Todos nosotros tenemos muchas identidades. Identidades fluidas que cambian, a veces varias veces al día. Soy un psicólogo. Escritor. Un amigo, Una esposa, una hermana menor, una tía, una mujer mayor. Cada identidad viene con un conjunto de reglas no escritas sobre el comportamiento, la relación, el punto de vista. Intento mantener mis identidades correctas y usarlas en los contextos apropiados. Cuando actúo como psicólogo con mi esposo, a él no le gusta más de lo que me gusta que me mimen o me den consejos no solicitados que me hacen sentir como un niño. Intento mantener estas identidades a la ligera. La gente puede llamarme nombres: flojo, descuidado, malintencionado, egoísta, vanidoso, ingenuo, etc. Lo que necesito recordar es que todos son verdad para mí, pero ninguno de ellos soy yo, o esa constelación de partículas cambiantes, me llamo.

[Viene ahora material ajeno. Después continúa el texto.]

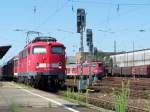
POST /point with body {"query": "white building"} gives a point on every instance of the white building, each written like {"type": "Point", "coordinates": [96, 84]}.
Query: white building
{"type": "Point", "coordinates": [136, 58]}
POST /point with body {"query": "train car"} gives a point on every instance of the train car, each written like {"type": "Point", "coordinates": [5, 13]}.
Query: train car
{"type": "Point", "coordinates": [41, 63]}
{"type": "Point", "coordinates": [116, 71]}
{"type": "Point", "coordinates": [126, 71]}
{"type": "Point", "coordinates": [0, 73]}
{"type": "Point", "coordinates": [96, 68]}
{"type": "Point", "coordinates": [7, 70]}
{"type": "Point", "coordinates": [141, 71]}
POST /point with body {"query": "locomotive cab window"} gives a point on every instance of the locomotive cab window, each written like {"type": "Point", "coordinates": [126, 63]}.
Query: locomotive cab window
{"type": "Point", "coordinates": [39, 50]}
{"type": "Point", "coordinates": [57, 50]}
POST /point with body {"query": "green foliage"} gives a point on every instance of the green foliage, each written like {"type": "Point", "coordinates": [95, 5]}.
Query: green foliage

¿No son esos diez hombres serios que nos dijeron que sus historias tienen la misma lucha? ¿No están encerrados en una jaula de su propia creación? siguiendo reglas no escritas, peleando con un destino asumido, tratando de diferenciarse de sus pares, buscando ver más allá de las limitaciones de sus propias creencias, a menudo dañadas, sobre sí mismas y el mundo.

En San Quentin, las identidades están literalmente tatuadas en la piel. Negro, blanco, nativo americano, hispano. Chico malo, niño desechable, criminal, convicto, macho macho, víctima, luchador, tipo duro, adicto, asesino, pandillero. El camino para cambiar, me parece, exige que pierdan estas identidades soldadas, o al menos que las vean por lo que son: ficciones que se han impuesto o que otros les han impuesto. ¿Cómo van a encontrar el coraje para arrojar estas identidades largamente mantenidas y atreverse a sentirse perdido en lugares familiares? ¿Qué les llevará crear suficiente espacio psíquico para que surja algo nuevo?

Esto es lo que los reclusos nos dijeron que necesitan para cambiar la forma en que se ven a sí mismos y al mundo. Programas que enseñan habilidades utilizables. Trabajos carcelarios significativos que simulan lo que se les pedirá en el exterior. Programas que facilitan la transición a un mundo que, para muchos, los ha olvidado. Programas de terapia, sin largas listas de espera, para ayudarlos a lidiar con la ira y el control de los impulsos. Un lugar seguro para servir el tiempo, así tienen la energía psíquica para pensar más que para mantenerse con vida. Y gente como el teniente Robinson, que los trata con firmeza pero con justicia, ven en ellos algo que tal vez nunca hayan visto, nuestra humanidad común.